Book review: Content Everywhere by Sara Wachter-Boettcher
The aim of this book is to equip anyone working with web content for the challenges of the multi-device, mashable, social media-curated online world.
The full title is Content everywhere: Strategy and Structure for Future-Ready Content, and it probably helps to think of it as a workbook to find ways to enable your content to be re-used and connected across your site (and used in other systems and websites) whilst minimising the demands on web publishers, who – as we all know – are people who are very pressed for time!
Making your content work on all platforms
It’s about making content that can work on desktops, mobiles, tablets, big screens and elsewhere but also work on different pages in different sections of your website, automatically displaying different bits of the content in each scenario according to the rules that you’ve set.
This means finding ways to free content from its silos. For example, on page 12 she writes:
The more you strive for a perfect page, the more you limit yourself to just that page.

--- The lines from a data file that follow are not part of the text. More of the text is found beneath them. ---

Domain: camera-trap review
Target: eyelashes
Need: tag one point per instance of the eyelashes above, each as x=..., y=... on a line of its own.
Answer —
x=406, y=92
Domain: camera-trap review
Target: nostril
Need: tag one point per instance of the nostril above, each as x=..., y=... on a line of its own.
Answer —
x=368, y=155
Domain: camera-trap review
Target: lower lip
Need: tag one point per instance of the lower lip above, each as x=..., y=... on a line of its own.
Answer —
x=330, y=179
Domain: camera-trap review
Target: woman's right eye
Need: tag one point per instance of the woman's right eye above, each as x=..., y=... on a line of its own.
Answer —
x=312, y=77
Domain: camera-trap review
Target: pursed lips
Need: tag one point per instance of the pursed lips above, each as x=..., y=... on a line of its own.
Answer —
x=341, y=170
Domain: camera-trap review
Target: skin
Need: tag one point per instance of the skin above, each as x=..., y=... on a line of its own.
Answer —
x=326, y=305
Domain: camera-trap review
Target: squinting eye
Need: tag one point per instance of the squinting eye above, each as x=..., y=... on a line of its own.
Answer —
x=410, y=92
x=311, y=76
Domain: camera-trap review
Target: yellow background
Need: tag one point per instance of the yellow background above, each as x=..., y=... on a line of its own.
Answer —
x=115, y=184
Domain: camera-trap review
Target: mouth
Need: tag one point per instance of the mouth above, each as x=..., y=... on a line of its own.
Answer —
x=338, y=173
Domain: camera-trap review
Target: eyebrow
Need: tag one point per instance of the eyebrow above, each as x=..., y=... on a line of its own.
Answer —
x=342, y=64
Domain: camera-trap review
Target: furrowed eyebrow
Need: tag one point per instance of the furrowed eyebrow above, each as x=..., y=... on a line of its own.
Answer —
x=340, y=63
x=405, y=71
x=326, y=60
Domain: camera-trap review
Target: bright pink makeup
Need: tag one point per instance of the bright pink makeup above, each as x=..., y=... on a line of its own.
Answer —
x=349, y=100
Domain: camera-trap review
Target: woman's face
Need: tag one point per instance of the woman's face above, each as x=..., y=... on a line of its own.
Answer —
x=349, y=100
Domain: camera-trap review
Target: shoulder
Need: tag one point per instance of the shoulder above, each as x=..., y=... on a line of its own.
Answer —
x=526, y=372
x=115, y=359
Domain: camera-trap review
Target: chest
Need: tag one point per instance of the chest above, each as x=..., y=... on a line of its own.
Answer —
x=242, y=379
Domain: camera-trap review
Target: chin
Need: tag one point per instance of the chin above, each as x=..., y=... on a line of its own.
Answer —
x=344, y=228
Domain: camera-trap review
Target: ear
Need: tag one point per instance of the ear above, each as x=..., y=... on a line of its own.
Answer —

Wachter-Boettcher takes readers though the process of transition. She looks at deconstructing your content – understanding the content concepts and types and identifying all the necessary elements in a content type – then takes you through how to create a new model designed to configure content so it better serves your business needs.
Keep in mind the key aspects
One example is of a recipe: though it may seem obvious what elements a recipe needs – such as the name of the dish, the ingredients, the equipment, the method, – for this business – a health food store – the recipe supports a strategy to build customer relationships and trust (and thus sell more groceries) so for them the nutritional information in the recipes is really important.
Each chapter considers key aspects of web publishing stuff you’ll need to keep in mind but they’re handy introductions not in-depth explanations: before you realise you’ll be talking metadata, semantic mark-up, content rules, APIs, content shifting and information architecture.
Interviews
But it’s not all mechanical: the step-by-step approach is punctuated by short interviews with leaders in their fields, including this:
You must be able to consider both the underlying structure of the content and the “gestalt” – the shape or form – of the overall effect. Done well, the viewer doesn’t focus on those parts, but is left only with the sense that the composition ‘lives.’
R. Stephen Gracey, content strategist at the Federal Reserve Bank of Cleveland. Quoted on page 34/35
A rather inspiring reflection – for this content geek anyway! – on finding the beauty in content modelling.